ECLI:NL:RBGRO:2011:BS8692
Rechtbank Groningen
- Eerste aanleg - enkelvoudig
- P.W.T. Buijtenhuijs
- Rechtspraak.nl
Bepaling hoofdverblijf en omgangsregeling van minderjarige kinderen in het kader van verbeurde dwangsommen
In deze zaak heeft de Rechtbank Groningen op 2 augustus 2011 uitspraak gedaan in een geschil tussen een man en een vrouw over de verbeurdverklaring van dwangsommen die voortvloeien uit een kort geding procedure. De man, vertegenwoordigd door advocaat mr. P. Rietberg, en de vrouw, vertegenwoordigd door advocaat mr. E.H. Jansen, zijn in een juridische strijd verwikkeld over de omgangsregeling met hun minderjarige kinderen en de gevolgen van eerdere rechterlijke uitspraken.
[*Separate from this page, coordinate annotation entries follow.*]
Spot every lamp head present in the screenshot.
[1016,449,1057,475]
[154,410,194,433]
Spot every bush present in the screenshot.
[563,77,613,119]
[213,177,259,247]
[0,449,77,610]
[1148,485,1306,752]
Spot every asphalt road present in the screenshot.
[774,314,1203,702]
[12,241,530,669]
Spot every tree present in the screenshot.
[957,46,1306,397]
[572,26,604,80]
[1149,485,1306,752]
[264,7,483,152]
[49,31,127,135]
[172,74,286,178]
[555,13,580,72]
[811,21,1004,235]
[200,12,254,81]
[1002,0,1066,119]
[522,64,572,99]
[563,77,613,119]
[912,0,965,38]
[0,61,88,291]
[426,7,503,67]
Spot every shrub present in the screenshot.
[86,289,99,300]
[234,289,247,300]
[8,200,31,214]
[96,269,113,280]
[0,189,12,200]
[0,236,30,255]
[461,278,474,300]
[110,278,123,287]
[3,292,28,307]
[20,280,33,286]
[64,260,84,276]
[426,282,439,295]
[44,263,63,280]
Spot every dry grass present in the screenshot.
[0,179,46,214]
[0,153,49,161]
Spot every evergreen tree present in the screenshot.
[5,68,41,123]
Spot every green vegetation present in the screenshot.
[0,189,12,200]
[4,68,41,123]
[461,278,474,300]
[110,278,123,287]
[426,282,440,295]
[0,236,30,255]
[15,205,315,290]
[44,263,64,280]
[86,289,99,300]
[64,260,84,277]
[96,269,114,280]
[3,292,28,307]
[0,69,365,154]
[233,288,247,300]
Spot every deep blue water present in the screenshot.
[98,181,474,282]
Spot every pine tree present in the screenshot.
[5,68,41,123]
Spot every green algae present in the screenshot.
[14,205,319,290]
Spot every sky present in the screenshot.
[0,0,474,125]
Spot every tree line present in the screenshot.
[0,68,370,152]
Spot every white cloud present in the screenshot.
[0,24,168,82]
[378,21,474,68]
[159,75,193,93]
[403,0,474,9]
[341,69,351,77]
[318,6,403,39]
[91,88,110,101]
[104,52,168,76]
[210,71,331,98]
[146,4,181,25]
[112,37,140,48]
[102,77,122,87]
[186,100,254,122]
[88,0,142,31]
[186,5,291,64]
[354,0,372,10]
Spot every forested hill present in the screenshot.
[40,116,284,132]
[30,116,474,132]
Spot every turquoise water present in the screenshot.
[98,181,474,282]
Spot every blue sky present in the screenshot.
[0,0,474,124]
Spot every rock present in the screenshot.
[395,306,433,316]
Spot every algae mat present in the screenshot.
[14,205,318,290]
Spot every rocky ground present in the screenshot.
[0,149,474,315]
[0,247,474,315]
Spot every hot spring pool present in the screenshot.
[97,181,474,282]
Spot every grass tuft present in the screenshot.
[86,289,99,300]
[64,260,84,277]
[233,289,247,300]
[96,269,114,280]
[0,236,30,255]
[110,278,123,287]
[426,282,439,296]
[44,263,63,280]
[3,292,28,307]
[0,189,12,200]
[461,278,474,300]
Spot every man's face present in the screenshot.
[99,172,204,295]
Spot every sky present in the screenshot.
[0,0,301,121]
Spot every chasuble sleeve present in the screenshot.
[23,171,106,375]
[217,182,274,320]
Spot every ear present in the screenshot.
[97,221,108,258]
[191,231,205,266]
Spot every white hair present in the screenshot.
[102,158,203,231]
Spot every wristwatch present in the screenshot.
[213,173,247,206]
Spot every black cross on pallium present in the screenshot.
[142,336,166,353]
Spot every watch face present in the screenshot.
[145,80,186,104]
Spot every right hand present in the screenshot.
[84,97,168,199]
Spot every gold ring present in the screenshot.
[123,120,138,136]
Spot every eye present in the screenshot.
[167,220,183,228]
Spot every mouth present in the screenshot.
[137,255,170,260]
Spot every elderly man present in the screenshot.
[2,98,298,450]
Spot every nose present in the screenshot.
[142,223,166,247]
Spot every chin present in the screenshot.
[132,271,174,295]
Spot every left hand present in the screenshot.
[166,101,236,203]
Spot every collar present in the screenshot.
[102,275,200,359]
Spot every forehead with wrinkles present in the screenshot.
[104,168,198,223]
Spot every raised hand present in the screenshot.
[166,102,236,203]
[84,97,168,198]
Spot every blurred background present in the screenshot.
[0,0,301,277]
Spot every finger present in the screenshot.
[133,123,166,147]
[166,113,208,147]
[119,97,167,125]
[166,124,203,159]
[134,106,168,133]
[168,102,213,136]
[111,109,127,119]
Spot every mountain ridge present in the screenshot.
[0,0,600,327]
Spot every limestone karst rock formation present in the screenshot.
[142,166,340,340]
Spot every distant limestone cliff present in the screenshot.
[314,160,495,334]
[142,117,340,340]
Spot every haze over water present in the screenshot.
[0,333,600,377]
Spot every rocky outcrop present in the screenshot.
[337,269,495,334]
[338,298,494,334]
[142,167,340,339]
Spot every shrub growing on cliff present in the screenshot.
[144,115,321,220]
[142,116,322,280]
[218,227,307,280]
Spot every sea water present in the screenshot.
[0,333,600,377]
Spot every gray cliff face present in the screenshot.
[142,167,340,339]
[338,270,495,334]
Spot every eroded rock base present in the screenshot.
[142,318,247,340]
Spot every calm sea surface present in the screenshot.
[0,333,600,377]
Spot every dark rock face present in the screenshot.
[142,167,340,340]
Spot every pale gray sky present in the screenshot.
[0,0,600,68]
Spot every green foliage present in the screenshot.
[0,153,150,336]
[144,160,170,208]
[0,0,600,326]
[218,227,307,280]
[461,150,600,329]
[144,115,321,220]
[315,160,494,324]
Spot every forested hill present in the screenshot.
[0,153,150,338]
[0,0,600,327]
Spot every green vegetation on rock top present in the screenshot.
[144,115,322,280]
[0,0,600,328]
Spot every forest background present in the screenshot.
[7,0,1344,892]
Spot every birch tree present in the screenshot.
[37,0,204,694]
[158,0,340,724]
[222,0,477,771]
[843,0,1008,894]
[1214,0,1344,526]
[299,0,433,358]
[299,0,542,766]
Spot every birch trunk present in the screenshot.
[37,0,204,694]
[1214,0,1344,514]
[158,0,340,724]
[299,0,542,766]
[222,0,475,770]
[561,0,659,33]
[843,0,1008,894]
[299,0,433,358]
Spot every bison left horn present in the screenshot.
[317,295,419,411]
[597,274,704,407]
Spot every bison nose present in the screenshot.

De rechtbank heeft in eerdere beschikkingen, waaronder die van 3 december 2010, beslissingen genomen over het hoofdverblijf van de kinderen en de omgangsregeling. De man stelt dat hij niet langer dwangsommen verschuldigd is, omdat de beschikking van 18 januari 2011 een beslissing in de bodemprocedure heeft gegeven, waardoor het eerdere vonnis zijn kracht heeft verloren. De vrouw daarentegen is van mening dat de dwangsommen verbeurd zijn, omdat de man het vonnis niet heeft gerespecteerd en de omgangsregeling niet heeft nageleefd. De Raad voor de Kinderbescherming heeft geadviseerd het hoofdverblijf van de kinderen bij de man te bepalen en een ondertoezichtstelling te overwegen om de omgangsregeling te verbeteren. De rechtbank heeft het advies van de Raad overgenomen en bepaald dat het hoofdverblijf bij de man komt te liggen. Tevens is besloten dat de dwangsommen, die zijn opgelegd in het kort geding, niet meer verbeurd zijn na 18 januari 2011, gezien de nieuwe beschikking in de bodemzaak. De rechtbank heeft de zaak aangehouden voor verdere behandeling van de omgangsregeling en verklaarde de beschikking uitvoerbaar bij voorraad.